Fifty Shades of Brown

Out today to a world-famous series of valleys of Mesozoic rock, known in Chinese as the “Rainbow Ridges” for their beautiful multi-coloured strata. Do not believe everything you hear.

“It’s just fifty shades of brown,” says the director.

Our driver, who has been supplied by the marketing office, answers her with a weary and hostile tone, which makes me think that he has to say this rather a lot.

“Don’t you have eyes? Can’t you see the subtle gradations? Anyway, the many colours only really show up after a rainstorm, but in the sunshine, at the sunset, in springtime…” He continues to list an absurd set of parameters for the valley looking the way it does in the pictures. We soon discover that even the publicity shot that brought us here, taken in the valley, was in a location that was impossible for a car to reach, and had been created with the magic of Photoshop.

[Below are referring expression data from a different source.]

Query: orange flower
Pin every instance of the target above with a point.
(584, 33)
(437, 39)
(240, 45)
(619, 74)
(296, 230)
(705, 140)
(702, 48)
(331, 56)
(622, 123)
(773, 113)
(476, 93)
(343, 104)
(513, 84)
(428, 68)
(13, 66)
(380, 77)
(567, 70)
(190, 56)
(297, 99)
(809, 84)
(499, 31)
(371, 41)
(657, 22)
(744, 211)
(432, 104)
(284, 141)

I start to realise why the visitor centre has three windows: one for information, one for tickets, and one for complaints.

Four locations in the park are set aside for scenic views, but all of them have been thoroughly ruined, festooned with toilets, construction sites, visitor centres, and in one place, a permanent loud-speaker loop of a man singing a song about horses. Also, mirabile dictu: camel rides. So the director gets the driver to drop us off at a secluded spot where I can wander along the base of the mountains, while our drone buzzes above me.

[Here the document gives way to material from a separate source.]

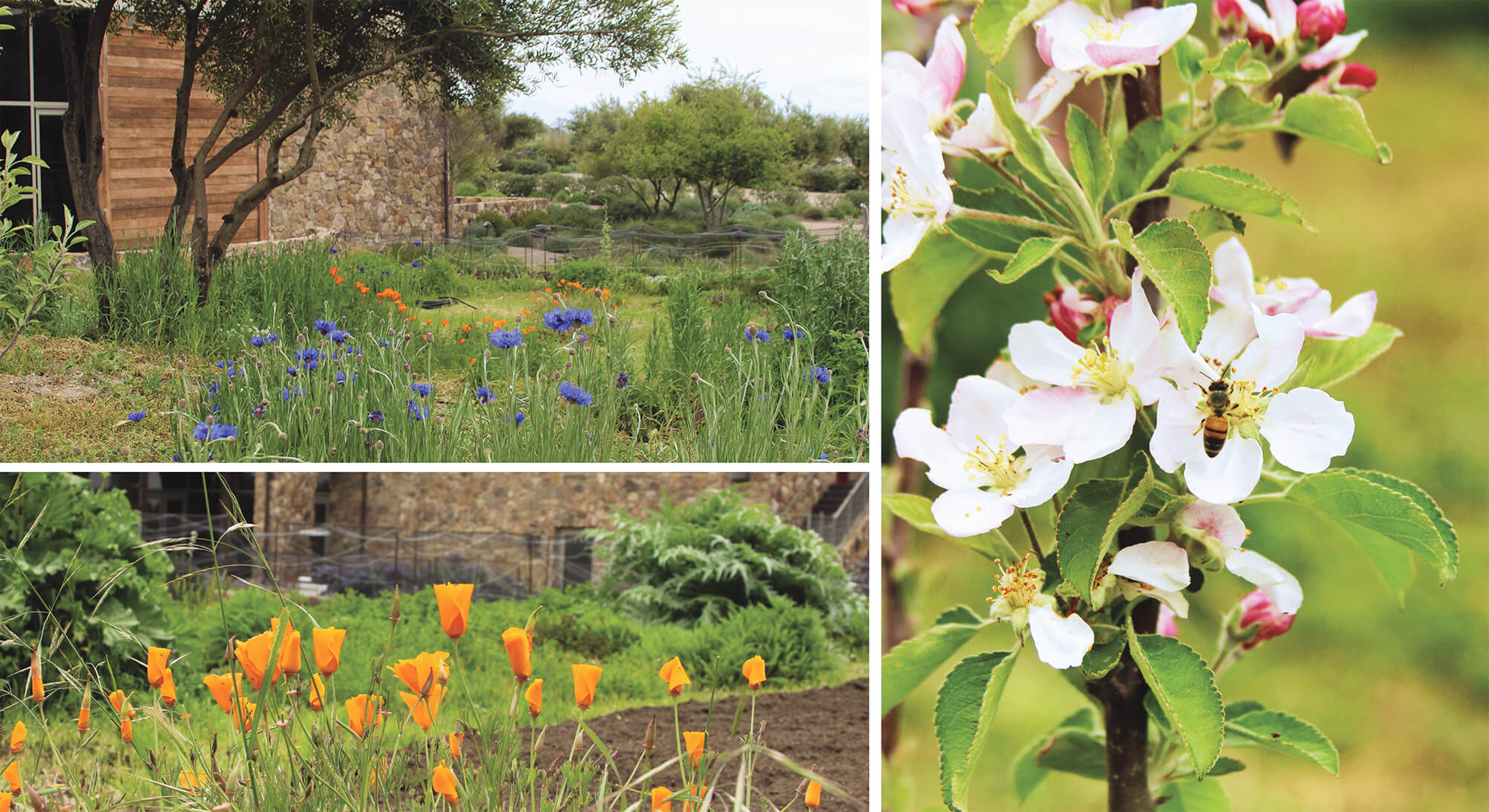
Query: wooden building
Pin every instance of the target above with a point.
(385, 173)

“Don’t actually climb the mountains,” warns the driver, “because there’s a fine.”

We walk a couple of hundred metres across the plain, and start to set up the drone. Immediately, a jobsworth on a moped beeps his horn and drives onto the plain with us, gouging up deep tyre tracks in the soft wadi.

“You can’t go off the road,” he shouts.

“We can’t go up the mountain,” says Clarissa the fixer. “We can go off the road.”

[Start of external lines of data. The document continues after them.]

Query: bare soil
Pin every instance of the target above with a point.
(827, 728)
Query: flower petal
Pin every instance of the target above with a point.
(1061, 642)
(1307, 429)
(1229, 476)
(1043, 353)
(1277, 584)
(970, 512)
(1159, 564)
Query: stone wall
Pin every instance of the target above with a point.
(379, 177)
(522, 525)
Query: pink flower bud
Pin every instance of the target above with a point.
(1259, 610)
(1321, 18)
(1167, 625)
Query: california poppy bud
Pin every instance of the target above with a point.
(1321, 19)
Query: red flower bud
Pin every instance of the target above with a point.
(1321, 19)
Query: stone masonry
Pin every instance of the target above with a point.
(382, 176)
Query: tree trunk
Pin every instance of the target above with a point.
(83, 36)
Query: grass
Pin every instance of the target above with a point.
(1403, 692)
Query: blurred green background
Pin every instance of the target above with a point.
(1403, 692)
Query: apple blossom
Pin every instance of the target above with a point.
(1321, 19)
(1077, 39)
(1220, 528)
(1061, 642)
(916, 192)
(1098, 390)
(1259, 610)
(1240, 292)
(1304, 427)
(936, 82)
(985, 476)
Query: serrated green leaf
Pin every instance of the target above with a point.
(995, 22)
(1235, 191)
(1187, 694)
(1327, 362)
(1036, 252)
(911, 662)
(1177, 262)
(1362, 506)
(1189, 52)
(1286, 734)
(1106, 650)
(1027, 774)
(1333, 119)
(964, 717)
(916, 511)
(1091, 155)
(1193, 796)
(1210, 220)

“No you can’t!” The security guard is quite adamant about this, despite the fact that he has no trouble riding his motorcycle into the middle of it, and from the tracks all around, he is not the only one.

“Yes we can!”

“On whose authority?”

Clarissa waves a pink piece of paper from the Marketing department, who have given us access at the request of the Ministry of Foreign Affairs. But this isn’t good enough, because the security guards only answer to the Head Security Guard, and he is having lunch, while the Head of Marketing is somewhere in the park that doesn’t have radio reception. Clarissa and the security guard argue for so long that we could literally have done our drone shot and left again. Meanwhile, a group of Chinese women see us standing on the plain and decide that if we are there, they can go off the road, too, and start climbing the slope. This results in the surreal sight of the security guard bellowing at us that we are not allowed in, while three Chinese women cavort behind him, taking selfies on the supposedly forbidden ridge.

As far as the guard is concerned, he is doing his duty by obstructing us until his superiors confirm otherwise. Clarissa makes a point of taking his uniform number. He makes a point of setting his mobile to record, and placing it in his top pocket. After half an hour has been wasted, the director announces that the park can shove its publicity up its arse, and Clarissa pointedly rings the marketing department to tell them after travelling a thousand miles to get their rocks on film, that we have wasted our allotted time waiting for a man on a moped to get out of the way, and that their rocks will consequently not be appearing in the National Geographic documentary, even though they boast on all their signage that National Geographic decreed them to be one of the ten wonders of the natural world. We stomp off back towards the car park, from where we sneakily film some footage over the fence, after the director sees a nice view when she goes into the bushes for a piss.

Our driver, however, who seems to know everybody and everyone, knows another place where he can get us in. The mountains there are sort of like the ones in the park, he says, and he knows a dry riverbed between them, where we can get some good shots.

Which is why I find myself driving a Buick, wheel-spinning my way along a wadi, sending flints and quartzes flying, bumping along the ridges and gullies carved by spring streams, as the Yuneec Q500 Typhoon buzzes overhead, and our spare camera, bolted to the dashboard, films me at the wheel.

Jonathan Clements is the author of A Brief History of China. Some fragments of these events made their way into season two of Route Awakening.